Questionné à ce sujet à l’Assemblée nationale, François Legault a affirmé ne pas regretter ses propos qu’il juge mal interprétés. Le chef du centre maintient que son objectif est d’augmenter le salaire moyen, une «obsession» pour lui, avoue-t-il publiquement.

L’immigration pour augmenter le salaire moyen?

Selon Miguel Ouellette, économiste et chef des opérations à l’Institut économique de Montréal, la déclaration du Premier ministre québécois est «une insulte aux travailleurs honnêtes». Non seulement le Québec aurait besoin d’immigrés gagnant moins de 56.000 dollars canadiens, mais plus de 50% des Québécois ont un revenu annuel inférieur à ce seuil, souligne-t-il. L’économiste estime également que la moyenne des salaires n’est pas un bon indice pour mesurer la santé économique de la province, suggérant plutôt d’utiliser la médiane.

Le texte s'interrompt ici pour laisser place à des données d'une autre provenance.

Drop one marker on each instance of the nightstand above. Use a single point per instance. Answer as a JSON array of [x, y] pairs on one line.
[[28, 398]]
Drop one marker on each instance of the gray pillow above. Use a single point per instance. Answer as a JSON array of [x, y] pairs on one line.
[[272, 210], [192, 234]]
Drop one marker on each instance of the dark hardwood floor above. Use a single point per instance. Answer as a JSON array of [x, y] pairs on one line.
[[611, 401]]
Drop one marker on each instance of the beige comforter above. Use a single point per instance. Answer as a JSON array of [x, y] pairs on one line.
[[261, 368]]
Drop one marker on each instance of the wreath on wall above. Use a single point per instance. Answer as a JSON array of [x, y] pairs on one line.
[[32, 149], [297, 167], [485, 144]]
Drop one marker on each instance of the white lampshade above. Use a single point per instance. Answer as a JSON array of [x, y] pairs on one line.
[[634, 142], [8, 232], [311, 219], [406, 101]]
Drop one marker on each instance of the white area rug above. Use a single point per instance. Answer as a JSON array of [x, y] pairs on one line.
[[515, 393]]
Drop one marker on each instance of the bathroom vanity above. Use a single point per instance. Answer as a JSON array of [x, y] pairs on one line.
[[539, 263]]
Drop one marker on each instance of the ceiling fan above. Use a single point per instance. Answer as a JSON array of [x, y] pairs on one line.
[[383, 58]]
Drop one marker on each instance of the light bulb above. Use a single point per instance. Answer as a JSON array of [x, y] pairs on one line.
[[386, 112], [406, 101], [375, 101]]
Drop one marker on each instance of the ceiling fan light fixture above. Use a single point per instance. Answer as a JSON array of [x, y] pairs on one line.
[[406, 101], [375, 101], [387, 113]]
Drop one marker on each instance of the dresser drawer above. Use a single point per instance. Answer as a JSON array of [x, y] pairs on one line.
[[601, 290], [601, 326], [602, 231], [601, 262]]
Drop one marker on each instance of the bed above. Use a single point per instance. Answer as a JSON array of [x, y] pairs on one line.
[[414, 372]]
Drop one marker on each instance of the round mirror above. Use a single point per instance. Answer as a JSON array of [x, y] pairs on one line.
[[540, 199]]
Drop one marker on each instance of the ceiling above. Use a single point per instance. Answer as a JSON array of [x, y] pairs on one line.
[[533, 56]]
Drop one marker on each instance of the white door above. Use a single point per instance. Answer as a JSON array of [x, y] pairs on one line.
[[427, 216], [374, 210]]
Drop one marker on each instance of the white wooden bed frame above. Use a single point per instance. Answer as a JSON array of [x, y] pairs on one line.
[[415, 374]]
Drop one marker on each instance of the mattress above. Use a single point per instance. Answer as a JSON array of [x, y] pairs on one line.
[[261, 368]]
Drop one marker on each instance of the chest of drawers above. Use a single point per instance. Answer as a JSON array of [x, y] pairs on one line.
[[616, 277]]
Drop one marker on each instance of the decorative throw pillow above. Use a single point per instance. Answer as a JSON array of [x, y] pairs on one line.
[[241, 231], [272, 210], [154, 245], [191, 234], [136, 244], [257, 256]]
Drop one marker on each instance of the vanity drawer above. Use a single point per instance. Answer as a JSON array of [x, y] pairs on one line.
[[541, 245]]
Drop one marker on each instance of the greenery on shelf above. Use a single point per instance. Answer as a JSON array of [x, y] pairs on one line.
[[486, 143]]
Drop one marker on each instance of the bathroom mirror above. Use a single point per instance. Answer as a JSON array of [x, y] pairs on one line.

«L’immigration fait partie de la solution au problème de la pénurie de main-d’œuvre. D’ailleurs, plusieurs secteurs réclament actuellement des travailleurs non qualifiés dont les salaires ne seront pas si élevés.»

Le titulaire d’une maîtrise en économie de l’Université de Toronto nuance toutefois: «L’immigration n’est pas non plus un remède miracle. Les milliers de nouveaux entrants qui vont arriver demain vont créer une hausse de la demande pouvant engendrer un déplacement de la pénurie.»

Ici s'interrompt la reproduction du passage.